Metadata-Version: 2.4
Name: aiwebexplorer
Version: 0.0.4
Summary: An agent for agents to explore the web
Author-email: Francesco Vertemati <verte.fra@gmail.com>
Requires-Python: >=3.12
Description-Content-Type: text/markdown
Requires-Dist: agno>=2.0.3
Requires-Dist: aiohttp>=3.12.15
Requires-Dist: bs4>=0.0.2
Requires-Dist: cachetools>=6.2.0
Requires-Dist: openai>=1.107.1
Requires-Dist: playwright>=1.55.0
Requires-Dist: playwright-stealth>=2.0.0
Requires-Dist: pydantic>=2.11.7
Requires-Dist: pydantic-settings>=2.10.1
Requires-Dist: structlog>=25.4.0

[![WebExplorer CI/CD](https://github.com/thinktwiceco/webexplorer/actions/workflows/ci.yml/badge.svg)](https://github.com/thinktwiceco/webexplorer/actions/workflows/ci.yml)

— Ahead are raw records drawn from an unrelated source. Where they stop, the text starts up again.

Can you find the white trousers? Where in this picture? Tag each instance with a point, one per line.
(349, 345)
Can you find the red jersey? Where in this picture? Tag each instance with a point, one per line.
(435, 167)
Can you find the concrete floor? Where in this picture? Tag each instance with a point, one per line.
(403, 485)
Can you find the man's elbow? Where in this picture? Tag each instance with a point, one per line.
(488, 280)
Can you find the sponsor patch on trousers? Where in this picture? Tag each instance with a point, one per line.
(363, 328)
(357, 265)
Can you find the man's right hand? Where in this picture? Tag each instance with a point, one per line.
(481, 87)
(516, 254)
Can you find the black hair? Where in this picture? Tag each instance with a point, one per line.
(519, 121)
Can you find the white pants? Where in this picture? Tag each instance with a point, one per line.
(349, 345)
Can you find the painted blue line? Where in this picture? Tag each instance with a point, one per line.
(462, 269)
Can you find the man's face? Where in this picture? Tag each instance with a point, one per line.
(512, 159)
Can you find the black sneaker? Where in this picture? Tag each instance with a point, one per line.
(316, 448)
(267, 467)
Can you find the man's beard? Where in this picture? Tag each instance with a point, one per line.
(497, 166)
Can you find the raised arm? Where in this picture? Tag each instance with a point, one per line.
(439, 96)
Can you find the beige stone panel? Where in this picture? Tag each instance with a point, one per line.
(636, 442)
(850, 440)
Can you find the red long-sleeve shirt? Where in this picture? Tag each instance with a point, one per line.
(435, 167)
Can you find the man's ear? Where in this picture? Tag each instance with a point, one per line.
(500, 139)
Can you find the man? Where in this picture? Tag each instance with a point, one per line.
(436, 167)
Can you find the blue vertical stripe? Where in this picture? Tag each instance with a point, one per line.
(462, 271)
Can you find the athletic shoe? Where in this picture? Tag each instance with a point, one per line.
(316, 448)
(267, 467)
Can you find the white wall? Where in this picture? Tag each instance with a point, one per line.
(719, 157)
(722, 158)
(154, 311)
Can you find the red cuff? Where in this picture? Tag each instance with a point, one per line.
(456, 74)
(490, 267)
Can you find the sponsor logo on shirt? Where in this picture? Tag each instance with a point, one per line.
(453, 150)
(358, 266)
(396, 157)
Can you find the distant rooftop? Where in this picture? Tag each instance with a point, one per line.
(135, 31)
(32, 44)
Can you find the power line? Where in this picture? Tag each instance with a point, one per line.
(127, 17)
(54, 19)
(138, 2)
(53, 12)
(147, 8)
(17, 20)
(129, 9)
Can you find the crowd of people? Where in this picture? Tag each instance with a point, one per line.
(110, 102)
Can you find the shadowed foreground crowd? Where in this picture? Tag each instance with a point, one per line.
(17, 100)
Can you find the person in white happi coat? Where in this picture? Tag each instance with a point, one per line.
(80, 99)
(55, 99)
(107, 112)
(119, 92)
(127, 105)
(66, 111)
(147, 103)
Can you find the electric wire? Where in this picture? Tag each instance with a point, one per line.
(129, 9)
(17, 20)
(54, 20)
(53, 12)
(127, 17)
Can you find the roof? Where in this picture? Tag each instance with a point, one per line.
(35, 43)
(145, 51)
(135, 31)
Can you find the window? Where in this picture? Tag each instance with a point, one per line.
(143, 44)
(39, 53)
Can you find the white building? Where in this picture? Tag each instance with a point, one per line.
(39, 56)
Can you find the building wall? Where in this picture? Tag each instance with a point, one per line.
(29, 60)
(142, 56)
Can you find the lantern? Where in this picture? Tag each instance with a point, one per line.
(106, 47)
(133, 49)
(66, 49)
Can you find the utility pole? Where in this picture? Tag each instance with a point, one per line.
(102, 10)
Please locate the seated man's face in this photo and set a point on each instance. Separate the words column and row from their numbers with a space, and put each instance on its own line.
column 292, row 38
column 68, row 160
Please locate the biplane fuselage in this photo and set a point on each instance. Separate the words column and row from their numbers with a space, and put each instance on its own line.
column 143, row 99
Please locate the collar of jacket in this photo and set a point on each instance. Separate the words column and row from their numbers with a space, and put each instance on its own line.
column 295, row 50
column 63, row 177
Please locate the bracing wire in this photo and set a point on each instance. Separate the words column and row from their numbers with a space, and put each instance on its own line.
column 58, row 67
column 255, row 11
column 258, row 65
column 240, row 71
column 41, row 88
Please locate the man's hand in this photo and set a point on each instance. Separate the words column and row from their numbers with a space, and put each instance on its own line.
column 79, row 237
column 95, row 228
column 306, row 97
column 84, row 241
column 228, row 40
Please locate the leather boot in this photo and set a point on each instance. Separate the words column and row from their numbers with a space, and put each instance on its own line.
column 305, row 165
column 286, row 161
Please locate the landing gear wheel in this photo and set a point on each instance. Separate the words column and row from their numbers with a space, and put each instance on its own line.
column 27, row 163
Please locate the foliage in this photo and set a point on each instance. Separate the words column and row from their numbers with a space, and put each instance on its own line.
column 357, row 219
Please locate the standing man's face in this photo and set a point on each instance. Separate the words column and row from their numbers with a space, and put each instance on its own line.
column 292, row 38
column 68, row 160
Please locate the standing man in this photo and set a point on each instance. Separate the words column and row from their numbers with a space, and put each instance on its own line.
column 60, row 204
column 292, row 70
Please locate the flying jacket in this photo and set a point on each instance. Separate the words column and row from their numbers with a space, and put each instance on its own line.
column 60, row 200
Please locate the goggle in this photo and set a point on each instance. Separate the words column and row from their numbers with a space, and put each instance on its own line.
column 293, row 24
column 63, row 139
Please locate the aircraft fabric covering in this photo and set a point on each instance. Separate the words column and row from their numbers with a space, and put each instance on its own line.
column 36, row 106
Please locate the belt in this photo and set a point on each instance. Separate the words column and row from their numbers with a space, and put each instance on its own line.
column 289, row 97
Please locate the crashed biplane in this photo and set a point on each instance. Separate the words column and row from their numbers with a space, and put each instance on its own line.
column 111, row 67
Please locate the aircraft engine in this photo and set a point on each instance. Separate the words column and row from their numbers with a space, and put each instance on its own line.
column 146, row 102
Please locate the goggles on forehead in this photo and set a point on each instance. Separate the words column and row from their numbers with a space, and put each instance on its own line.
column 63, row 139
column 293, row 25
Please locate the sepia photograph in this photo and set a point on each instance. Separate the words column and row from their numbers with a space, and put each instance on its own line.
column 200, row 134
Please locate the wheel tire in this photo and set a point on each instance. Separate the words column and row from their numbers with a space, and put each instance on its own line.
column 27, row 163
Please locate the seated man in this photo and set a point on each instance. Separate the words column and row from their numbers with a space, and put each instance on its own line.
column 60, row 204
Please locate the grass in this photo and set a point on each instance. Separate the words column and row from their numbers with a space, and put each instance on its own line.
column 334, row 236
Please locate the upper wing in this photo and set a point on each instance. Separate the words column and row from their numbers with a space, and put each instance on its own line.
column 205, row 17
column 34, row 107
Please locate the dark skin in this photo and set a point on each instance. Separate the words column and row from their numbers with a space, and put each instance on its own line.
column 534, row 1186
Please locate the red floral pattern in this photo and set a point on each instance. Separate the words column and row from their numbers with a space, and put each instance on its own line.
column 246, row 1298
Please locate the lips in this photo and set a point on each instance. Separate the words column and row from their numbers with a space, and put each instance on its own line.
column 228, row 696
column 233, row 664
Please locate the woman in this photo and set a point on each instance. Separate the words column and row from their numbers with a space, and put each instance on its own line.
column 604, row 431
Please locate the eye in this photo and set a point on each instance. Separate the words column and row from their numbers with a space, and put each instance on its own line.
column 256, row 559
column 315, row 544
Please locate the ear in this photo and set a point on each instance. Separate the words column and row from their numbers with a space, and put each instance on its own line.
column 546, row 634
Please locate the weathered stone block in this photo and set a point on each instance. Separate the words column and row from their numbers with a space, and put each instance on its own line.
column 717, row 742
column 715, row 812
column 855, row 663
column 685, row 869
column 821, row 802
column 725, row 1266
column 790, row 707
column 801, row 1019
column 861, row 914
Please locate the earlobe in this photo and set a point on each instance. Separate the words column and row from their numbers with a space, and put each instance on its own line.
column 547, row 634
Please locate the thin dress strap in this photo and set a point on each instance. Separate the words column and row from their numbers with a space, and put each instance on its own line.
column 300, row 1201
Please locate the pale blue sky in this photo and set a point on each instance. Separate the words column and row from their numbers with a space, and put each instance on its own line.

[![New Version Deployed](https://github.com/thinktwiceco/webexplorer/actions/workflows/version.yml/badge.svg?branch=master)](https://github.com/thinktwiceco/webexplorer/actions/workflows/version.yml)


# AIWebExplorer 🌐

An agent for agents to explore the web

## 📦 Installation

This project uses `uv` for dependency management.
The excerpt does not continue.